RFNoC Frequently Asked Questions

Configuring the Stream Endpoint Buffer Size in RFNoC

What is the SEP buffer size?

Each stream endpoint (SEP) has an ingress buffer to store data received from others stream endpoints. This size of this buffer affects the data transfer rate that can be achieved when streaming to that endpoint. A larger ingress buffer in the stream endpoint means that there is more space to put data, minimizing idle time on the network. Additionally, streamers can queue up data before it is needed, reducing the chance of a buffer underflow.

How do I set the SEP buffer size?

The stream endpoint buffer size is set by adding a parameter under the endpoint you want to configure in the RFNoC image core YAML file. There are two parameters you can use to set the stream endpoint ingress buffer size in your RFNoC image core YAML file.
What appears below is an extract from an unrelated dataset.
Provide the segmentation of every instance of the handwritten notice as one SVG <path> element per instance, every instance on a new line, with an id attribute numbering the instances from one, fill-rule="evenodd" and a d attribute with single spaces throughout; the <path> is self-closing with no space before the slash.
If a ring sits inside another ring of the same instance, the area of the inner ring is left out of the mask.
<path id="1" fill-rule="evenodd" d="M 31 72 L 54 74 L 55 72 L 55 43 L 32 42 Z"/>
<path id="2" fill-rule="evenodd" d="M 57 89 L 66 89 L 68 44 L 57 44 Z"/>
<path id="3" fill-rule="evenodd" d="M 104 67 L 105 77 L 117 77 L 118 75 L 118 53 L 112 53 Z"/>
• buff_size: Buffer size in CHDR words. The size in bytes depends on the CHDR width. For example, if the chdr_width parameter for the device is 64, then each CHDR word is 8 bytes. So a buff size of 32768 would be 262,144 bytes or 256 KiB. See here for an example.
• buff_size_bytes: Buffer size in bytes. See here for an example.

To what value should I set the SEP buffer size?

The buffer size should be a power of two in size to make optimal use of FPGA RAM resources. The default FPGA bitstreams typically set them to the largest size the FPGA can fit in order to maximize performance. Here are some general recommendations:

• Set to 0 if you don't need to send data to that SEP.
• Set to 8192 bytes (8 KiB = 1 MTU) minimum in order to stream data packets.
• Set to 32768 bytes (32 KiB = 4 MTU) in order to stream at maximum rates between SEPs on the same FPGA.
• Set to 262144 bytes (256 KiB = 32 MTU) or lager for high performance streaming between a host computer and the FPGA.

Note that the requirements are application-dependent, so optimal sizes for your application may be different. MTU refers to the maximum transmission unit, which is the largest CHDR packet supported by the FPGA.

If you need to free up FPGA resources (particularly block RAM) for your application, you can reduce the SEP buffer sizes. Just keep in mind that the maximum streaming rate may be affected.

RFNoC Clocks

What clocks are available for me to use?

Each device has different clocks available. See below for a list of clocks exposed to RFNoC. Although they have intended purposes, you can use any of these clocks for any purpose. The rfnoc_chdr_clock is a good default choice. This clock is always available in your block, even if it is not explicitly connected in the RFNoC image YAML description.

What are the clock frequencies?

See the table below for the clock rates. The radio clock rate depends on the master clock rate.

E31x

E320

N300/N310

N32x

X310

X410

How do I add a clock with a different frequency?

Adding custom clocks is not directly supported yet. Describing them in the YAML file will not cause them to be generated for you. If you can't use any of the available clocks, you can modify the HDL code to generate a clock.

If you only need the clock within your own RFNoC block, you can modify the HDL for your block to generate the clock that you need from one of the available clocks. To do this, add a new clock to your block's YAML description, connect the available clock to your block in the YAML description of your RFNoC image, then add a Xilinx MMCM IP instance to your block's HDL and connect the available clock to its input.

If the clock is needed by multiple RFNoC blocks, or if you want to change an existing clock, you can modify the HDL for the USRP you are using to add or change a clock. If you add a new clock to the RFNoC image core, you must also update the BSP YAML file (located in <repo>/host/include/uhd/rfnoc/core) so that the rfnoc_image_builder knows that the clock exists. How and where the clocks are generated varies between USRPs. Please refer to the source code for that USRP (<repo>/fpga/usrp3/top).